Guest Blog: Healing City Soils marks successful first year

The Healing City Soils Project has had a successful first year!

The project, a partnership between the Victoria Compost Education Centre and Royal Roads University and funded by the City of Victoria and the Victoria Foundation, offered free soil testing for heavy metals at 137 garden sites across Victoria and Esquimalt. Samples were collected and analyzed by students of the Royal Roads’ BSc in Environmental Science program, and participants received their soil test results along with fact sheets to help understand the results and best practices for growing food safely in urban soils.
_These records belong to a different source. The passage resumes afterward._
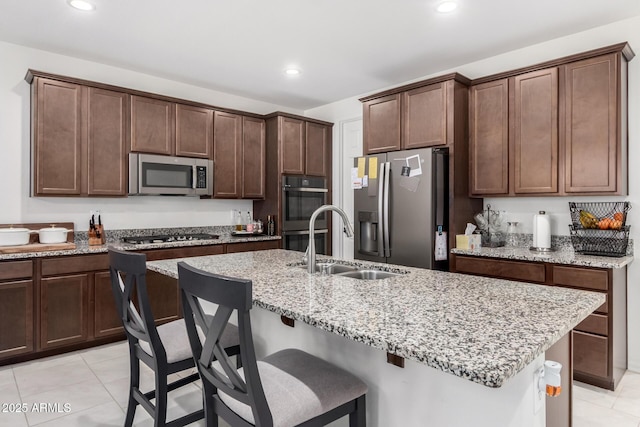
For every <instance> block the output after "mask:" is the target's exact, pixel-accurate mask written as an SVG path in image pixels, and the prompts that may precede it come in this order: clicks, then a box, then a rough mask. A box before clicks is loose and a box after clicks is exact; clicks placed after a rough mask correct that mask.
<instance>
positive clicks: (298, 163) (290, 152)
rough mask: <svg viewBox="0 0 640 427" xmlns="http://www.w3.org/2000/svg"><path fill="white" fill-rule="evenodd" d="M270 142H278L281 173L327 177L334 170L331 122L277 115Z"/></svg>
mask: <svg viewBox="0 0 640 427" xmlns="http://www.w3.org/2000/svg"><path fill="white" fill-rule="evenodd" d="M272 117H273V120H272V122H273V121H275V126H271V129H272V130H273V131H272V134H273V138H271V140H270V141H271V142H270V144H271V145H277V148H276V147H274V148H276V149H277V152H278V155H279V160H278V163H279V165H280V166H279V167H278V169H279V173H282V174H289V175H313V176H324V177H327V176H329V175H330V174H331V125H330V124H327V123H324V122H316V121H310V120H305V119H303V118H298V116H296V117H291V116H286V115H282V114H280V115H274V116H272Z"/></svg>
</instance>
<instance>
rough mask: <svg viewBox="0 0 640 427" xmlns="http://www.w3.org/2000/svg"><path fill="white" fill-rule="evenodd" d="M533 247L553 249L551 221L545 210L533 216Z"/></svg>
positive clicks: (547, 248)
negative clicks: (551, 235) (551, 228)
mask: <svg viewBox="0 0 640 427" xmlns="http://www.w3.org/2000/svg"><path fill="white" fill-rule="evenodd" d="M533 247H534V248H536V249H551V221H550V219H549V215H547V214H546V213H545V211H540V212H539V213H538V214H536V215H534V216H533Z"/></svg>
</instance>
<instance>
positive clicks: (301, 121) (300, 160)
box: [279, 117, 305, 175]
mask: <svg viewBox="0 0 640 427" xmlns="http://www.w3.org/2000/svg"><path fill="white" fill-rule="evenodd" d="M279 120H280V147H281V150H280V155H281V164H282V173H290V174H296V175H304V166H305V165H304V158H305V156H304V153H305V122H304V121H303V120H298V119H293V118H290V117H279Z"/></svg>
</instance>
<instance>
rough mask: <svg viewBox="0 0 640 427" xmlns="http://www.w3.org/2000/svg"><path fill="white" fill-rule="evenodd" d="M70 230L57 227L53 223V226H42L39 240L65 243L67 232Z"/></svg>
mask: <svg viewBox="0 0 640 427" xmlns="http://www.w3.org/2000/svg"><path fill="white" fill-rule="evenodd" d="M69 231H70V230H67V229H66V228H62V227H56V226H55V225H52V226H51V227H46V228H41V229H40V230H39V231H38V240H40V243H45V244H48V243H65V242H66V241H67V233H68V232H69Z"/></svg>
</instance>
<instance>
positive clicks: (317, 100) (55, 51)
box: [0, 0, 640, 110]
mask: <svg viewBox="0 0 640 427" xmlns="http://www.w3.org/2000/svg"><path fill="white" fill-rule="evenodd" d="M440 1H441V0H314V1H311V0H226V1H224V0H173V1H171V0H93V3H94V4H95V5H96V10H94V11H91V12H81V11H78V10H75V9H72V8H71V7H69V6H68V5H67V3H66V0H30V1H10V0H2V2H1V3H0V40H3V41H6V42H10V43H15V44H20V45H25V46H29V47H34V48H38V49H43V50H47V51H51V52H56V53H60V54H64V55H68V56H73V57H77V58H82V59H87V60H90V61H95V62H99V63H104V64H109V65H113V66H117V67H121V68H126V69H130V70H134V71H138V72H142V73H146V74H150V75H155V76H158V77H163V78H167V79H171V80H176V81H181V82H185V83H189V84H192V85H196V86H200V87H203V88H209V89H213V90H217V91H222V92H227V93H231V94H235V95H239V96H244V97H248V98H252V99H255V100H260V101H265V102H270V103H274V104H278V105H281V106H284V107H288V108H292V109H298V110H307V109H311V108H314V107H317V106H320V105H324V104H328V103H331V102H334V101H338V100H341V99H344V98H348V97H352V96H356V95H360V94H365V93H370V92H374V91H377V90H380V89H382V88H386V87H389V86H393V85H398V84H401V83H403V82H406V81H409V80H413V79H417V78H420V77H421V76H425V75H429V74H433V73H437V72H439V71H442V70H446V69H449V68H455V67H456V66H459V65H462V64H466V63H469V62H473V61H475V60H479V59H482V58H487V57H491V56H494V55H497V54H500V53H504V52H508V51H510V50H514V49H518V48H521V47H524V46H529V45H532V44H535V43H540V42H543V41H546V40H550V39H554V38H557V37H561V36H564V35H568V34H572V33H576V32H579V31H583V30H587V29H589V28H593V27H596V26H600V25H604V24H608V23H611V22H614V21H618V20H621V19H625V18H628V17H631V16H635V15H638V14H640V1H638V0H535V1H532V0H484V1H480V0H459V1H458V3H459V7H458V9H457V10H456V11H454V12H453V13H450V14H447V15H444V14H439V13H437V12H436V11H435V6H436V5H437V4H438V3H440ZM621 41H622V40H621ZM594 47H598V46H594ZM289 65H296V66H297V67H299V69H300V70H301V71H302V73H301V74H300V75H298V76H294V77H292V76H287V75H285V74H284V69H285V68H286V67H287V66H289ZM43 71H46V70H43ZM471 77H473V76H471Z"/></svg>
The free soil quality information and workshops provided through Healing City Soils support people who are interested in growing food in their backyards, front yards, boulevards and community gardens. Understanding and building soil health is an important first step in urban food production. With growing concerns over food security and food access, many people are turning to their own backyards and boulevards to grow food for their families, and to establish a thriving and productive urban food garden, there is a need to ‘grow your soil’ before you ‘grow your food.’ 

Soil testing is more important than ever, with the increased interest in food security on the island, the students who conducted the research and testing say.
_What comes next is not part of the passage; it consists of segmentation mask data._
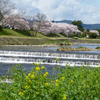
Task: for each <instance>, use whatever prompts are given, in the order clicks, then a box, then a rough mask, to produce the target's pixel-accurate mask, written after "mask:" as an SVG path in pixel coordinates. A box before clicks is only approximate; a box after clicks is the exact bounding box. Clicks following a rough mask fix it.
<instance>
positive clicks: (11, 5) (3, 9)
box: [0, 0, 15, 21]
mask: <svg viewBox="0 0 100 100" xmlns="http://www.w3.org/2000/svg"><path fill="white" fill-rule="evenodd" d="M12 9H15V4H14V3H12V2H10V0H0V21H2V19H3V18H4V16H5V15H9V14H10V13H11V12H12Z"/></svg>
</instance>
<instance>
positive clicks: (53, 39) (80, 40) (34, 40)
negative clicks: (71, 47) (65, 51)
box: [0, 36, 100, 46]
mask: <svg viewBox="0 0 100 100" xmlns="http://www.w3.org/2000/svg"><path fill="white" fill-rule="evenodd" d="M78 43H100V39H81V38H79V39H71V38H32V37H10V36H8V37H3V36H2V37H0V45H47V46H48V45H49V46H50V45H52V46H53V45H60V46H64V45H73V44H78Z"/></svg>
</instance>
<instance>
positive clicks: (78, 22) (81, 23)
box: [72, 20, 84, 32]
mask: <svg viewBox="0 0 100 100" xmlns="http://www.w3.org/2000/svg"><path fill="white" fill-rule="evenodd" d="M82 23H83V22H82V21H80V20H78V21H72V24H73V25H76V26H77V27H78V29H79V30H80V31H82V32H83V31H84V29H83V26H82Z"/></svg>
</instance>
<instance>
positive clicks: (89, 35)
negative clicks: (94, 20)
mask: <svg viewBox="0 0 100 100" xmlns="http://www.w3.org/2000/svg"><path fill="white" fill-rule="evenodd" d="M96 37H97V34H96V33H91V32H90V33H89V38H96Z"/></svg>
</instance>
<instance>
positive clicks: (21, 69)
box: [0, 58, 100, 100]
mask: <svg viewBox="0 0 100 100" xmlns="http://www.w3.org/2000/svg"><path fill="white" fill-rule="evenodd" d="M57 60H59V58H57ZM34 65H35V66H34V67H33V68H32V69H31V71H30V72H29V73H28V74H27V73H26V72H25V70H24V69H22V66H21V65H19V66H13V70H12V71H10V70H9V69H8V73H7V76H4V78H3V79H4V80H5V79H9V78H11V77H12V79H13V82H12V83H11V84H9V85H8V84H7V83H5V82H1V83H0V100H99V99H100V67H97V68H89V67H84V66H83V67H80V68H77V67H75V66H74V67H71V68H70V67H69V65H67V66H66V67H65V68H64V69H63V68H61V67H60V68H57V69H56V68H55V67H54V68H53V74H52V76H51V77H50V76H49V73H48V71H47V70H46V68H45V67H44V66H42V67H40V65H39V64H37V63H35V64H34ZM57 70H59V71H60V73H59V74H58V73H57ZM10 73H11V76H9V75H10Z"/></svg>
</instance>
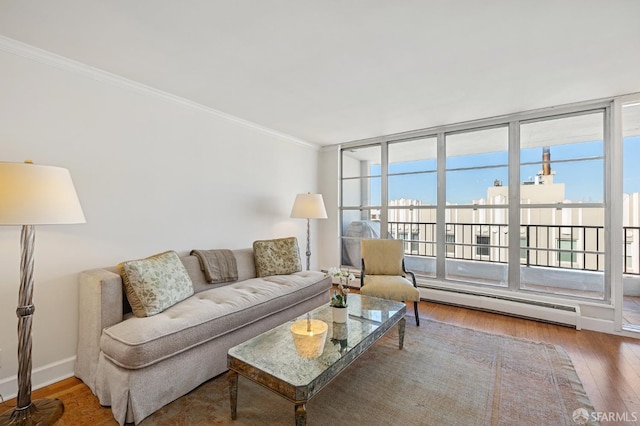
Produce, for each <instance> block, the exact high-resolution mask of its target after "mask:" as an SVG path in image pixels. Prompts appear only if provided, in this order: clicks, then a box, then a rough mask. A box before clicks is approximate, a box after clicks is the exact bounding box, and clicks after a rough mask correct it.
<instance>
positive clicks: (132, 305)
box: [118, 251, 193, 317]
mask: <svg viewBox="0 0 640 426" xmlns="http://www.w3.org/2000/svg"><path fill="white" fill-rule="evenodd" d="M118 270H119V271H120V275H121V276H122V281H123V282H124V288H125V292H126V294H127V299H128V300H129V304H130V305H131V310H132V311H133V314H134V315H135V316H137V317H149V316H151V315H155V314H158V313H160V312H162V311H164V310H165V309H167V308H169V307H171V306H173V305H175V304H176V303H178V302H179V301H181V300H184V299H186V298H187V297H189V296H191V295H192V294H193V284H192V283H191V278H190V277H189V274H188V273H187V270H186V269H185V267H184V265H183V264H182V262H181V261H180V258H179V257H178V254H177V253H176V252H175V251H167V252H164V253H160V254H156V255H154V256H150V257H147V258H146V259H140V260H130V261H127V262H122V263H120V264H119V265H118Z"/></svg>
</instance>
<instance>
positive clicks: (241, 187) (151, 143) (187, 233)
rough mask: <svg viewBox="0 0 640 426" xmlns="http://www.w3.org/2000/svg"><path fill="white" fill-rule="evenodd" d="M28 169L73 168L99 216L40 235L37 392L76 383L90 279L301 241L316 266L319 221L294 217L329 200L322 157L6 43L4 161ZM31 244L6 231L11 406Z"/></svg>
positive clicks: (7, 396)
mask: <svg viewBox="0 0 640 426" xmlns="http://www.w3.org/2000/svg"><path fill="white" fill-rule="evenodd" d="M247 101H248V102H250V100H247ZM25 159H31V160H33V161H34V162H35V163H38V164H47V165H56V166H61V167H66V168H68V169H69V170H70V172H71V175H72V178H73V180H74V182H75V185H76V188H77V191H78V195H79V197H80V201H81V204H82V206H83V209H84V213H85V216H86V219H87V223H86V224H81V225H67V226H40V227H38V228H37V230H36V253H35V270H36V271H35V279H36V285H35V293H34V302H35V306H36V313H35V316H34V328H33V338H34V341H33V367H34V376H33V384H34V388H37V387H38V386H39V385H42V384H45V383H47V382H49V381H56V380H58V379H60V378H61V377H62V376H65V375H66V376H70V375H71V374H72V366H73V358H74V357H75V353H76V341H77V303H78V300H77V286H78V284H77V274H78V272H79V271H82V270H85V269H89V268H95V267H102V266H111V265H115V264H117V263H118V262H120V261H123V260H127V259H133V258H140V257H146V256H149V255H152V254H154V253H157V252H160V251H164V250H169V249H173V250H176V251H178V252H179V253H180V254H183V253H187V252H188V251H189V250H191V249H194V248H241V247H250V246H251V244H252V242H253V241H254V240H256V239H262V238H272V237H282V236H289V235H295V236H297V237H298V240H299V244H300V247H301V249H302V253H301V254H302V256H304V244H305V238H306V223H305V221H304V220H299V219H290V218H289V213H290V210H291V206H292V204H293V201H294V199H295V195H296V194H297V193H300V192H307V191H310V192H315V191H316V190H317V161H318V148H317V147H316V146H314V145H312V144H307V143H304V142H303V141H298V140H294V139H293V138H289V137H286V136H285V135H279V134H277V133H274V132H271V131H269V130H267V129H263V128H260V127H258V126H255V125H251V124H248V123H245V122H242V121H240V120H233V119H230V118H228V117H224V116H222V115H221V114H217V113H216V112H214V111H211V110H206V109H205V108H202V107H199V106H197V105H193V104H190V103H188V102H186V101H181V100H180V99H176V98H172V97H171V96H168V95H167V94H162V93H158V92H156V91H153V90H150V89H148V88H141V87H138V86H136V85H135V84H132V83H131V82H126V81H123V80H119V79H118V78H114V76H109V75H106V74H104V73H100V72H97V70H92V69H88V67H83V66H82V65H80V64H74V63H71V62H68V61H66V60H64V59H61V58H57V57H54V56H52V55H50V54H48V53H46V52H37V51H36V52H33V51H29V52H22V51H20V49H18V51H17V53H16V52H14V51H12V50H11V49H7V48H6V46H4V49H3V46H1V45H0V161H12V162H22V161H24V160H25ZM0 184H2V185H5V184H7V183H6V182H0ZM9 184H10V183H9ZM315 227H316V225H315V224H314V229H312V232H315ZM19 233H20V229H19V228H18V227H0V254H1V256H0V350H1V351H2V352H1V353H0V357H1V359H0V362H1V364H0V393H2V394H3V396H4V398H5V399H6V398H7V397H10V396H12V395H14V394H15V393H16V392H17V388H16V387H15V375H16V371H17V359H16V358H17V355H16V351H17V336H16V326H17V317H16V315H15V309H16V306H17V297H18V282H19V262H20V260H19V259H20V244H19ZM312 251H315V248H314V247H312ZM312 262H313V263H312V268H313V267H316V265H315V259H313V258H312ZM303 263H304V262H303ZM41 370H42V371H41Z"/></svg>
“Right now, a lot of people are starting to grow vegetables in their own backyards, and because of the history of industry in different places around Victoria, there can be concerns with the soil in some areas,” says James Heron, a student from the Royal Roads research team.
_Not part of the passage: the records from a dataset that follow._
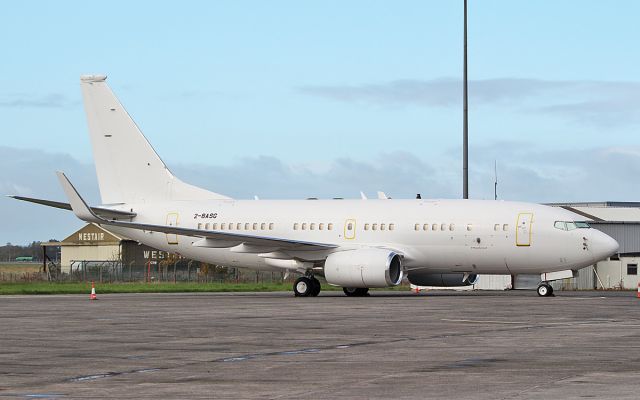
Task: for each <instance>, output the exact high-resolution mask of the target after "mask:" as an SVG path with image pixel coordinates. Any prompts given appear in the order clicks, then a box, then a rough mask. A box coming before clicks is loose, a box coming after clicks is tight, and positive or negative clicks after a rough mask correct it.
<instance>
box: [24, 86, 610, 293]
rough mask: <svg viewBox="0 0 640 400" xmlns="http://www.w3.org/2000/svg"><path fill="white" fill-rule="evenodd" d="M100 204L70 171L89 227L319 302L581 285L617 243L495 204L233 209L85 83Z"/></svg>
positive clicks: (69, 199) (571, 214)
mask: <svg viewBox="0 0 640 400" xmlns="http://www.w3.org/2000/svg"><path fill="white" fill-rule="evenodd" d="M80 84H81V87H82V94H83V98H84V106H85V111H86V114H87V120H88V124H89V132H90V135H91V143H92V147H93V155H94V158H95V164H96V172H97V176H98V184H99V188H100V195H101V199H102V205H100V206H97V207H89V206H88V205H87V204H86V202H85V201H84V200H83V199H82V197H81V196H80V194H79V193H78V192H77V191H76V189H75V188H74V187H73V185H72V184H71V182H70V181H69V180H68V179H67V177H66V176H65V175H64V174H63V173H62V172H58V178H59V180H60V183H61V185H62V187H63V189H64V192H65V194H66V196H67V197H68V201H69V203H61V202H55V201H50V200H42V199H33V198H26V197H21V196H12V197H15V198H17V199H19V200H25V201H30V202H34V203H39V204H44V205H48V206H52V207H57V208H63V209H68V210H72V211H73V212H74V213H75V215H76V216H77V217H78V218H80V219H81V220H83V221H87V222H94V223H96V224H100V225H102V226H104V227H105V228H108V229H109V230H110V231H112V232H114V233H116V234H118V235H121V236H124V237H128V238H130V239H133V240H137V241H138V242H139V243H144V244H146V245H148V246H151V247H154V248H157V249H162V250H164V251H168V252H172V253H176V254H180V255H183V256H185V257H188V258H191V259H194V260H200V261H203V262H207V263H212V264H218V265H225V266H230V267H245V268H251V269H256V270H271V271H286V272H292V273H298V274H300V275H301V276H300V277H299V278H298V279H297V280H296V282H295V283H294V285H293V291H294V293H295V295H296V296H317V295H318V293H320V282H319V280H318V279H317V277H318V276H321V277H324V279H326V281H327V283H328V284H329V285H336V286H340V287H342V288H343V290H344V292H345V294H347V295H348V296H362V295H366V294H367V292H368V290H369V288H383V287H390V286H395V285H398V284H400V282H401V281H402V279H403V277H404V276H405V275H406V276H407V278H408V280H409V282H411V283H413V284H415V285H421V286H465V285H470V284H473V283H474V282H475V280H476V279H477V275H478V274H511V275H514V274H538V273H540V274H542V275H541V276H542V278H541V283H540V285H539V286H538V294H539V295H540V296H548V295H551V294H552V288H551V286H550V285H549V284H548V281H550V280H553V279H560V278H565V277H567V276H573V271H576V270H577V269H579V268H582V267H585V266H588V265H591V264H594V263H595V262H597V261H599V260H601V259H604V258H606V257H608V256H609V255H611V254H613V253H614V252H616V251H617V249H618V243H617V242H616V241H615V240H613V239H612V238H610V237H609V236H607V235H605V234H604V233H602V232H600V231H598V230H595V229H592V228H590V227H589V225H588V224H587V223H585V222H580V221H576V220H575V219H576V218H579V216H577V215H576V214H573V213H571V212H569V211H566V210H563V209H559V208H553V207H548V206H544V205H540V204H532V203H521V202H510V201H495V200H426V199H424V200H423V199H411V200H395V199H393V200H392V199H386V198H385V197H382V198H381V199H376V200H367V199H358V200H274V201H271V200H234V199H231V198H229V197H226V196H224V195H221V194H218V193H213V192H210V191H208V190H204V189H201V188H198V187H195V186H192V185H189V184H187V183H184V182H182V181H180V180H179V179H178V178H176V177H175V176H174V175H173V174H172V173H171V172H170V171H169V169H168V168H167V166H166V165H165V164H164V162H163V161H162V160H161V159H160V157H159V156H158V155H157V154H156V152H155V151H154V150H153V148H152V147H151V145H150V144H149V142H148V141H147V139H146V138H145V137H144V135H143V134H142V132H141V131H140V130H139V129H138V127H137V126H136V124H135V123H134V121H133V120H132V119H131V117H130V116H129V114H128V113H127V111H126V110H125V109H124V107H123V106H122V104H121V103H120V102H119V101H118V99H117V98H116V97H115V96H114V94H113V92H112V91H111V89H110V88H109V87H108V86H107V83H106V76H103V75H85V76H82V77H81V79H80Z"/></svg>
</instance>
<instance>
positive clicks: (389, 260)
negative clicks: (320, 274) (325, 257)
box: [324, 249, 403, 288]
mask: <svg viewBox="0 0 640 400" xmlns="http://www.w3.org/2000/svg"><path fill="white" fill-rule="evenodd" d="M402 276H403V272H402V259H401V257H400V255H399V254H397V253H395V252H393V251H391V250H385V249H360V250H348V251H341V252H338V253H333V254H330V255H329V257H327V260H326V261H325V264H324V277H325V278H326V279H327V282H328V283H329V284H332V285H338V286H342V287H350V288H375V287H388V286H396V285H398V284H400V282H401V281H402Z"/></svg>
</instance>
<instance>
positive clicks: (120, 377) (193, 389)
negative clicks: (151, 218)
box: [0, 287, 640, 399]
mask: <svg viewBox="0 0 640 400" xmlns="http://www.w3.org/2000/svg"><path fill="white" fill-rule="evenodd" d="M2 398H11V399H13V398H31V399H32V398H57V399H67V398H75V399H77V398H82V399H89V398H114V399H115V398H117V399H123V398H138V399H146V398H148V399H151V398H153V399H156V398H183V399H184V398H192V399H200V398H215V399H227V398H234V399H235V398H241V399H255V398H271V399H298V398H313V399H325V398H331V399H335V398H346V399H364V398H374V399H377V398H379V399H390V398H393V399H397V398H430V399H444V398H455V399H534V398H535V399H540V398H543V399H584V398H597V399H609V398H610V399H614V398H615V399H637V398H640V299H638V298H636V294H635V292H558V291H556V296H555V297H552V298H541V297H538V296H537V295H536V293H535V292H533V291H510V292H479V291H478V292H471V293H457V292H456V293H454V292H438V293H435V292H428V293H427V294H419V295H416V294H412V293H408V292H373V293H372V295H371V296H370V297H366V298H348V297H345V296H343V295H342V294H341V293H338V292H323V293H321V295H320V296H319V297H317V298H295V297H293V295H292V294H291V293H257V294H238V293H234V294H223V293H218V294H127V295H122V294H119V295H100V292H99V287H98V300H97V301H90V300H89V296H88V294H87V295H86V296H85V295H82V296H79V295H58V296H0V399H2Z"/></svg>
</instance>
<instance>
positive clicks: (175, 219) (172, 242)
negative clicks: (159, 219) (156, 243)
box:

The team’s contribution is significant, says Marika Smith, soil ecologist and Victoria Compost Education Centre executive director.

“This is a fantastic project and we wouldn’t be able to do it without the assistance of Royal Roads and the student team,” she says. “This partnership means we can make soil testing accessible and foster an understanding that in order to grow healthy food there is a need to cultivate healthy soil”

Soil test results from the first phase of the project are now uploaded onto the Victoria Soil Quality interactive online map, hosted on the Victoria Compost Education Centre’s website and available here: https://www.compost.bc.ca/healing-city-soils/victoria-soil-quality-map/. This open-access map provides community members with a picture of soil health throughout the city.

Building on the success of our first year, student teams at Royal Roads will complete soil heavy metal tests in the spring of 2017 at residential gardens and farms in the municipalities of Saanich and Oak Bay to expand the data on the Soil Quality map, with a goal to eventually map the entire Capital Regional District. 

Bridging urban agriculture, composting, food literacy, ecological restoration and bioremediation, this project brings together the municipalities of the Capital Region, local post-secondary institutions, food security organizations and people who are interested in growing food and building the soil beneath their feet.

The Compost Education Centre is a non-profit organization with charitable status providing composting and ecological gardening education to CRD residents.